Veterans Defending the Bill of Rights

"Flag waving: Congress must resist another attempt to amend the Constitution to protect Old Glory "

Albany Times Union
June 13, 2005

With Tuesday's Flag Day observances in mind, some members of Congress are making yet another attempt to revive a misguided and unnecessary proposal to enact a constitutional amendment prohibiting flag desecration. Every year, it seems, a core of lawmakers raise this issue, only to see the proposal go down to defeat. And every year, the tactics change. Last year, the goal was to make it appear as if Sen. Hillary Rodham Clinton, D-N.Y., was the obstacle to passage. It didn't work. This year, though, the tactic is more subtle -- a clear attempt by supporters to take advantage of the public's waning interest in this issue and push the amendment forward. If they succeed, they will have dishonored the very Constitution that these lawmakers profess to revere.

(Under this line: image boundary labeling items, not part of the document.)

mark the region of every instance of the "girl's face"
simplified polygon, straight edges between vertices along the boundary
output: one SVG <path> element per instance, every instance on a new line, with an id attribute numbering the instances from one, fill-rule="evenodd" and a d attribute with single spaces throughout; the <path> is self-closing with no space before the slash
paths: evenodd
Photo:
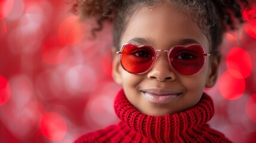
<path id="1" fill-rule="evenodd" d="M 152 9 L 141 7 L 131 17 L 121 43 L 148 45 L 155 50 L 199 43 L 206 53 L 209 53 L 209 41 L 192 18 L 178 13 L 168 3 Z M 219 64 L 214 56 L 206 57 L 200 73 L 185 76 L 170 66 L 166 52 L 159 52 L 158 55 L 153 68 L 142 75 L 124 70 L 118 55 L 113 61 L 114 79 L 122 85 L 128 100 L 142 113 L 156 116 L 186 110 L 198 102 L 205 87 L 214 85 Z"/>

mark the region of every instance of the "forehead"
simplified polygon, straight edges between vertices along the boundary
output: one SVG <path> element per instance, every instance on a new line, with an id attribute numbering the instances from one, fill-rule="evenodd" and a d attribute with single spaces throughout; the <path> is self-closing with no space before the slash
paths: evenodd
<path id="1" fill-rule="evenodd" d="M 142 39 L 139 44 L 170 47 L 189 39 L 202 45 L 206 51 L 209 47 L 207 38 L 192 18 L 169 3 L 153 8 L 141 6 L 129 18 L 123 33 L 121 44 Z"/>

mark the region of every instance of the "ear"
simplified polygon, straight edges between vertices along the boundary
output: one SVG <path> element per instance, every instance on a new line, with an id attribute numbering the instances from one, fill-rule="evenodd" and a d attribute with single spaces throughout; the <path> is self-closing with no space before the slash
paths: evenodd
<path id="1" fill-rule="evenodd" d="M 112 63 L 112 77 L 116 83 L 121 85 L 122 83 L 121 76 L 121 66 L 119 60 L 119 57 L 114 55 Z"/>
<path id="2" fill-rule="evenodd" d="M 205 88 L 212 88 L 215 85 L 218 79 L 218 67 L 220 65 L 221 55 L 220 52 L 211 57 L 209 71 L 208 75 L 207 80 L 205 83 Z"/>

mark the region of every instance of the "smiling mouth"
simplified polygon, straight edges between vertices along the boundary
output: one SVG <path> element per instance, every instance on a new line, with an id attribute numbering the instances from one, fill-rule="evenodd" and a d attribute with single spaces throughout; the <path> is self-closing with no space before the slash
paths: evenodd
<path id="1" fill-rule="evenodd" d="M 150 92 L 143 92 L 144 97 L 152 102 L 158 104 L 166 104 L 175 99 L 180 93 L 156 94 Z"/>

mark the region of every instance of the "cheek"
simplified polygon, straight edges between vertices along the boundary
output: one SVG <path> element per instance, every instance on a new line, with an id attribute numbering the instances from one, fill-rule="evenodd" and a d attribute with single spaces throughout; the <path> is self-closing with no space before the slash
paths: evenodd
<path id="1" fill-rule="evenodd" d="M 197 91 L 201 92 L 203 91 L 205 88 L 206 79 L 206 73 L 205 72 L 201 72 L 196 75 L 184 77 L 181 81 L 183 86 L 187 91 L 194 91 L 196 92 L 197 92 Z"/>
<path id="2" fill-rule="evenodd" d="M 135 88 L 142 81 L 141 76 L 142 76 L 130 74 L 122 70 L 122 79 L 124 88 Z"/>

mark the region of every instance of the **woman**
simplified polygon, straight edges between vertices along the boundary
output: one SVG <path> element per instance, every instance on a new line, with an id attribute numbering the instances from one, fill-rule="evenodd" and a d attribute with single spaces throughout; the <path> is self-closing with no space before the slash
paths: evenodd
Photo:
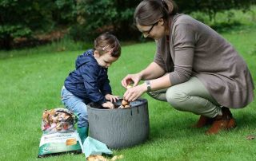
<path id="1" fill-rule="evenodd" d="M 156 41 L 157 51 L 145 69 L 123 78 L 124 87 L 134 82 L 124 99 L 148 92 L 178 110 L 201 115 L 195 127 L 210 124 L 208 135 L 234 128 L 230 108 L 244 108 L 254 99 L 248 67 L 221 35 L 177 10 L 171 0 L 144 0 L 137 6 L 136 26 Z M 141 80 L 146 81 L 138 85 Z"/>

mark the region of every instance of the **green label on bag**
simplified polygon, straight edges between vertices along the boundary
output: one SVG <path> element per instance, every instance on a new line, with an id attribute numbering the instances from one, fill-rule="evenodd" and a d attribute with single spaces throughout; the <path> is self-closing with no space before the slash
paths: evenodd
<path id="1" fill-rule="evenodd" d="M 38 155 L 82 150 L 78 134 L 54 133 L 43 135 L 41 138 Z"/>

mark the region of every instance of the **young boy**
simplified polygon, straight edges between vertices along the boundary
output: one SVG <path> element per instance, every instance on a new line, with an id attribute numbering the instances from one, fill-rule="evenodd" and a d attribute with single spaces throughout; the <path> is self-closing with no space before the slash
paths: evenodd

Already the House Judiciary Committee has approved an amendment that would "prohibit the physical desecration" of the American flag. A full House vote is expected this week, and passage is seen as inevitable. Only the Senate, which has wisely beaten back similar attempts in the past, stands in the way. But that is no guarantee that the outcome will be the same this year.

Protecting the flag has become a favorite issue with some lawmakers ever since the U.S. Supreme Court ruling 16 years ago that upheld flag burning as a form of free speech. Proponents of the amendment argue that the act of burning, or other forms of desecration, isn't speech at all, but vandalism, and should be prosecuted. But vandals act for their own interests, not political protest. And desecration is such a broad term that any use of the flag, such as clothing designs or an art exhibit, might be deemed unlawful.

True enough, it's not a welcome sight to witness fellow Americans burning their country's flag. It offends anyone with a shred of respect for what the flag stands for. Yet that's the point: The flag represents a free country where the right to dissent is as protected as the right to object to the dissenters. To curb these rights, even in the name of patriotism, would diminish what the flag stands for.

As the American Civil Liberties Union notes, a group called Veterans Defending the Bill of Rights understands this. So do members of Veterans for Peace. Both oppose a flag desecration amendment. As so does Colin Powell, the former chairman of the Joint Chiefs of Staff who served as secretary of state during President Bush's first term. Every member of the House and Senate should listen to his words: "The First Amendment exists to ensure that freedom of speech and expression applies not just to that with which we agree or disagree, but also that which we find outrageous. I would not amend that great shield of democracy to hammer a few miscreants. The flag will be flying proudly long after they have slunk away."